Hi there! Great work done on your robot, especially on your neural networks.
I would just like to know more about the latency you experience on your ball detection, have you experienced any issues so far? Did you measure the latency of your system?
I’m asking this since our team has tried to use Python to program the RPi or used USB cameras and we found that USB & Python’s interpreter were great bottlenecks.
Hello! First of all, thank you for checking out my work.
This is a good question. I used CSI to communicate with the camera and since I am using Raspberry pi 4 there are 2 USB 3.0 ports available, so the USB is not a bottleneck. I also have a USB Coral Accelator(https://coral.ai/products/accelerator/) ,which communicates with Raspberry through one of these USB 3.0 ports for accelerating the neural network. Therefore, I can achieve a speed of 27 FPS, which is good enough. There have been some issues with compatibility because of some problems with compiling(https://coral.ai/docs/edgetpu/compiler/#system-requirements) but, fortunately, I was able to overcome them.
Excellent question,
I haven’t used the omnidirectional mirror this year yet, but it will definitely come up next year.

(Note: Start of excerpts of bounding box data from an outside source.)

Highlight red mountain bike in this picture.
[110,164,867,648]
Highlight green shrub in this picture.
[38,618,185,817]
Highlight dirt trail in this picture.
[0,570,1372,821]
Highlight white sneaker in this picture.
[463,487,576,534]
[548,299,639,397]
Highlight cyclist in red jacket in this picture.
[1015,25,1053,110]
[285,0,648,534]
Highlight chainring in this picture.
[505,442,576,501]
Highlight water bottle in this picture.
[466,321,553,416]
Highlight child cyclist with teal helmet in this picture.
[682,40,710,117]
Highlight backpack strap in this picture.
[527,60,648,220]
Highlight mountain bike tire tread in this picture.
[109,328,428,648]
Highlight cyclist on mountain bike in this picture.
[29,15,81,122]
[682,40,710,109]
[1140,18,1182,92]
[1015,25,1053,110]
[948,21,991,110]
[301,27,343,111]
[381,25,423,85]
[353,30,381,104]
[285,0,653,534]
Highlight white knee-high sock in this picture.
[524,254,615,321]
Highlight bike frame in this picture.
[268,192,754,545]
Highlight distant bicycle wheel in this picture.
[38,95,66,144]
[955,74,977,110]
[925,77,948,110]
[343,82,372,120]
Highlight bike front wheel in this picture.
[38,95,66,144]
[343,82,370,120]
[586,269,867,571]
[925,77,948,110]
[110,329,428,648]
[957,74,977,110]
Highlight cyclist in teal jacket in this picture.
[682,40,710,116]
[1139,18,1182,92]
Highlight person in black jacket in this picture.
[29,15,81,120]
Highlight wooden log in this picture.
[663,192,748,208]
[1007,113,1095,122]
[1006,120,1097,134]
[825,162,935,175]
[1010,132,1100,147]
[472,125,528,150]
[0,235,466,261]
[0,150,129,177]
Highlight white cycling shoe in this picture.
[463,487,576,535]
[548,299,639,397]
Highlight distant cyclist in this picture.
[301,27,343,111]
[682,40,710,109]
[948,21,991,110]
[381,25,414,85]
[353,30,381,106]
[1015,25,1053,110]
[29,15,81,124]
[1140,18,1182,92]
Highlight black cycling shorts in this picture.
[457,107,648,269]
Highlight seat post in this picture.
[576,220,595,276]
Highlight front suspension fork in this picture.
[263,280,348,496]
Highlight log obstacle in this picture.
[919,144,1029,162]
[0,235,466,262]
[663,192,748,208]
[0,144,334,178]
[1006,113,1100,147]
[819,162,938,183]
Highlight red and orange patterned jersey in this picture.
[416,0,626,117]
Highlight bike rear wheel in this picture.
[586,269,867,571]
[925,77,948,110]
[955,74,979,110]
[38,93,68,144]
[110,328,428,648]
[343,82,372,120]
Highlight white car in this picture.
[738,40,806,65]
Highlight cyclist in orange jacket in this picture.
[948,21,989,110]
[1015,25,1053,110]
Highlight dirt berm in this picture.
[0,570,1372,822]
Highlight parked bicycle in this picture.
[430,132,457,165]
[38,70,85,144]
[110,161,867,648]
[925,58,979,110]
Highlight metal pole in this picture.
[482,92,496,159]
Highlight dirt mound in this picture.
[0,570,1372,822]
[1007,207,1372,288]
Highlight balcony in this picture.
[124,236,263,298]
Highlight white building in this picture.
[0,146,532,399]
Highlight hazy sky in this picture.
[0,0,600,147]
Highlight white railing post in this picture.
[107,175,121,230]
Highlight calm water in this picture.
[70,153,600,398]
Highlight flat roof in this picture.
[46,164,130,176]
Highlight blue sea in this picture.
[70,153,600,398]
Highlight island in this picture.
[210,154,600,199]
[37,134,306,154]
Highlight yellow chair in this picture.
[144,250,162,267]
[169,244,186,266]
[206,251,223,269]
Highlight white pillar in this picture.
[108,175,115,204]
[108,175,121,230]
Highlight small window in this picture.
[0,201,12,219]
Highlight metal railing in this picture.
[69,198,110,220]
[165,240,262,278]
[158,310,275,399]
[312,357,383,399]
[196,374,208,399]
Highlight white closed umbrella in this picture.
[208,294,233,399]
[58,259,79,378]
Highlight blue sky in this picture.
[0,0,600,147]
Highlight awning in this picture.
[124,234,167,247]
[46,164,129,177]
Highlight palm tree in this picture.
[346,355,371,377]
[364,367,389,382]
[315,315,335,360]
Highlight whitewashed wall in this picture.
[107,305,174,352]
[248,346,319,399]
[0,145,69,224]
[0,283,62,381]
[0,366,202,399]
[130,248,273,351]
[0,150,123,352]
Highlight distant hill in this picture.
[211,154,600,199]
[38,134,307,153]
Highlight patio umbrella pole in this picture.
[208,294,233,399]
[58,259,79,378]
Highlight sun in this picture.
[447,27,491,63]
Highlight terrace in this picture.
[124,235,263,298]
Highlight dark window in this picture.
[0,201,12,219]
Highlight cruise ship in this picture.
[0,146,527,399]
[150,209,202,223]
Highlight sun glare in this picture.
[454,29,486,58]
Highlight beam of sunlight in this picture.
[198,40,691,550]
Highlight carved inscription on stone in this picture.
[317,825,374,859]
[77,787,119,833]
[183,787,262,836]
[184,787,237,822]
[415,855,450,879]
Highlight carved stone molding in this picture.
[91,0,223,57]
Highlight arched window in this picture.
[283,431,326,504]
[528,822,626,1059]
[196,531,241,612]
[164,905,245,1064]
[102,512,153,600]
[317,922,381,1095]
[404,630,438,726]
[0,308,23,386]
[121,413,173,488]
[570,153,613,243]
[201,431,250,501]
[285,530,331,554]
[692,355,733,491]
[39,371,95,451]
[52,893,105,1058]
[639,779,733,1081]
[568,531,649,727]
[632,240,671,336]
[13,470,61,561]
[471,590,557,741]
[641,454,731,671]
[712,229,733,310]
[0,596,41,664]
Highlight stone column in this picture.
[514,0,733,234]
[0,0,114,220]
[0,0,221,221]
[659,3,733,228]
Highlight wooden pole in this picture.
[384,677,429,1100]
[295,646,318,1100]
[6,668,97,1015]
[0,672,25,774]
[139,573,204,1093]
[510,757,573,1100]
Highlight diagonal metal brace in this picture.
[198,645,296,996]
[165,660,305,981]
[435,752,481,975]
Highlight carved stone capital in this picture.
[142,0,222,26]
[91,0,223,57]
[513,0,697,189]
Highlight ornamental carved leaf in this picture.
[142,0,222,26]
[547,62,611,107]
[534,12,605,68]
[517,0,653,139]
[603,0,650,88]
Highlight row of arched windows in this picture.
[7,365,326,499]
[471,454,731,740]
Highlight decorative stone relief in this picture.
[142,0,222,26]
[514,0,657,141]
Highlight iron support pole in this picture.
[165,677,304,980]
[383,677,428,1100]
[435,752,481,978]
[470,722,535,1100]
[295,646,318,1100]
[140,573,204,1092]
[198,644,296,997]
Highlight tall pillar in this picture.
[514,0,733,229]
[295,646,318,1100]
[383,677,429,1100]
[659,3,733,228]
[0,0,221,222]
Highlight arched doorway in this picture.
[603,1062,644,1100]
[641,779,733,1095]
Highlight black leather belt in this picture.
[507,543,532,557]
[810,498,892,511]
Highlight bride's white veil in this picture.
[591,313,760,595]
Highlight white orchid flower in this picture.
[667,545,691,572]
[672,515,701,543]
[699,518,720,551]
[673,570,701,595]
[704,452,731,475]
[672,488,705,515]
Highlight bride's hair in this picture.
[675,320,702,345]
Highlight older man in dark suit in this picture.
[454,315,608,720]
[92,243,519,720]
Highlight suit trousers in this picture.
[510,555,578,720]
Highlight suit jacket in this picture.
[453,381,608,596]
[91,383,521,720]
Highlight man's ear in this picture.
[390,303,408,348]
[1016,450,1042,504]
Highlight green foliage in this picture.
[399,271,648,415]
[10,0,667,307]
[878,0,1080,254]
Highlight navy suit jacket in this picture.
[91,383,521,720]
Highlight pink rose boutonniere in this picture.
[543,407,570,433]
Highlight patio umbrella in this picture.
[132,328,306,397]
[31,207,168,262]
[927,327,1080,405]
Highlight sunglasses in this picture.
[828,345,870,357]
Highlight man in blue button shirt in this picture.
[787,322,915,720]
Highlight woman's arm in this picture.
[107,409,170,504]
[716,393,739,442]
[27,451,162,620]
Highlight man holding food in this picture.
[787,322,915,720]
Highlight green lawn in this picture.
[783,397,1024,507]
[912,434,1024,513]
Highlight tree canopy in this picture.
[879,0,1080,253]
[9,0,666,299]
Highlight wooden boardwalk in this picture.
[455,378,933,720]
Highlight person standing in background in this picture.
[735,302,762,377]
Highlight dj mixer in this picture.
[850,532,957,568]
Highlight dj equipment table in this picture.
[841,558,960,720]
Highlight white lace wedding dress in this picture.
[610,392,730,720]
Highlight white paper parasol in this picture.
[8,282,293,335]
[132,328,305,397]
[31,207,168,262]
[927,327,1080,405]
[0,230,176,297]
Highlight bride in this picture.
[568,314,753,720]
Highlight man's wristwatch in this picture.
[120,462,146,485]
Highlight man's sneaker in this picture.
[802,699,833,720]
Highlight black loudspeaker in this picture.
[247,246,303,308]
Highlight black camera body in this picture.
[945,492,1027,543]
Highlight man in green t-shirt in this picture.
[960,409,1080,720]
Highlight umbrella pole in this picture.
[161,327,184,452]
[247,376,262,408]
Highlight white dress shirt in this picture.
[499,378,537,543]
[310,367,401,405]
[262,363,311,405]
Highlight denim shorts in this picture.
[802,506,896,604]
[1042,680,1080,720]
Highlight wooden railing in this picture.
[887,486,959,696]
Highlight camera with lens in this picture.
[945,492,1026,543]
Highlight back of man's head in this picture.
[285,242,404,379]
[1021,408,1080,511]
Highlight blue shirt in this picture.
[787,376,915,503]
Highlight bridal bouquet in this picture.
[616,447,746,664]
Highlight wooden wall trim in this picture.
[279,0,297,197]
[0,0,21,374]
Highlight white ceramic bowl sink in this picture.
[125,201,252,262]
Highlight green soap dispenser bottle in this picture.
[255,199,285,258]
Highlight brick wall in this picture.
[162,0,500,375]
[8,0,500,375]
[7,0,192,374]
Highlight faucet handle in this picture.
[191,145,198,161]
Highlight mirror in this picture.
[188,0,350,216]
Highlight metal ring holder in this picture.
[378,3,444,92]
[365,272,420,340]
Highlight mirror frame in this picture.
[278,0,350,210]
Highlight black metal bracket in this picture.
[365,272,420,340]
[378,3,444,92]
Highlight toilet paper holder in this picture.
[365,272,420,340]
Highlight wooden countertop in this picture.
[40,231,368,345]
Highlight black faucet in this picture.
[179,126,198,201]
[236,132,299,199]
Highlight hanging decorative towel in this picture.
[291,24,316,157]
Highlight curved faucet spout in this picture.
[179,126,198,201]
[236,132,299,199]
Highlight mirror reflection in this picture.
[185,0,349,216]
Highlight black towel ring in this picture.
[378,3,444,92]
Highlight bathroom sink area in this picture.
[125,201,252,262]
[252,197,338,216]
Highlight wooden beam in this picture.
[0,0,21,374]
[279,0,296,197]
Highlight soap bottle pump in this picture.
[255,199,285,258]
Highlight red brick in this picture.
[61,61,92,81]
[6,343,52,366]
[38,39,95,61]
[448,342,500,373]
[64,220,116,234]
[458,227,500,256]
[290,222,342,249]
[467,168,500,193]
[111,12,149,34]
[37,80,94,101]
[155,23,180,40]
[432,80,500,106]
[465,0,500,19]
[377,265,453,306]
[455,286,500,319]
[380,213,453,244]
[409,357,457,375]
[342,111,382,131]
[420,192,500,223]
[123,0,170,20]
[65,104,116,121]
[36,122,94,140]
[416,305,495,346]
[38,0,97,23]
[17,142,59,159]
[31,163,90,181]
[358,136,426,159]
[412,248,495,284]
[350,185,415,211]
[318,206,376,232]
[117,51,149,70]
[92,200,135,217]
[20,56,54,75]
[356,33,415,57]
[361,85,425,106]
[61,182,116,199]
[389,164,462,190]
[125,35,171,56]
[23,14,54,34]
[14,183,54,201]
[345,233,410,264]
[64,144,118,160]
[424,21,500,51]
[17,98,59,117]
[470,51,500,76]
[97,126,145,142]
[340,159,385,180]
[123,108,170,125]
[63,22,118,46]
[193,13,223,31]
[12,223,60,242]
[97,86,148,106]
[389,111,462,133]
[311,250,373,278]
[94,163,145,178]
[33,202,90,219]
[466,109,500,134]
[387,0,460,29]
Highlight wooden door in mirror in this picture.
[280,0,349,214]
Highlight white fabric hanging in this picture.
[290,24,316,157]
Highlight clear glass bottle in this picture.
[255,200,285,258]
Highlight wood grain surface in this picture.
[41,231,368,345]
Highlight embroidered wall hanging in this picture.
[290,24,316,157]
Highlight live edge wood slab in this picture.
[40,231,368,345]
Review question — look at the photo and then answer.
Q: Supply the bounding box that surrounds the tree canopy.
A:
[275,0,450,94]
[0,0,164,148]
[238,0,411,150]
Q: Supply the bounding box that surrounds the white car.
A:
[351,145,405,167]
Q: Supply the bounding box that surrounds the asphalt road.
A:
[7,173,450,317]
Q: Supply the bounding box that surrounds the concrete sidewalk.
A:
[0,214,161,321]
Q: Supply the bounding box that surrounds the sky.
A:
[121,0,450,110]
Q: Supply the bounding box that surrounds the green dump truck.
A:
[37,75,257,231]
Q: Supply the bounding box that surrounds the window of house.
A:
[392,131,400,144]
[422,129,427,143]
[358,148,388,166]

Unfortunately, I don’t have more playing fields to test and no competitions I could go to because of the covid 19 situation, but I will test it as soon as possible. So far, I have changed the environment by moving to different rooms in the house and it looked good. And if there was a problem, I could enlarge the dataset, which should help. I also started working on my own architecture specializing in robocup, which could also help.
Unfortunately, I were not able to find any teammate till the covid 19 lock down in my country but I did not give up and I have done all the work myself. I do not consider it to be an advantage over the other teams. However, I am aware that this is supposed to be a team competition and I will try to find a teammate in future years but due to this year’s special circumstances I sadly was not able to do that.
2.
As written here https://www.kaggle.com/jakubgal/robocup-junior-open-xlc
we use this cheap camera, which has a large viewing angle that is still below the limit. We are able to detect our teammate, the ball and the goal (distance and angle to the camera). We detect a teammate using a simple but not ordinary black and white pattern that is easy for training of our neural network and ,at the same time, our robot is easy to distinguish from the opponent. Moreover, we use the neural network for detection,so neither light condition nor most of any interfering colors are not a problem for us. It also reduces time for setup of the robot.
3.
We use ultrasonic sensors to verify that we did not accidentally cross to the other side of the line when the robot hits it. This means that when the robot hits, for example, 90 degrees to the right, it checks whether the distance to the right is less than the one to the left, and when it is not, it still checks whether the closer distance is less than a set constant (whichever is before goals). Basically, it works as a checking mechanism for the light sensors.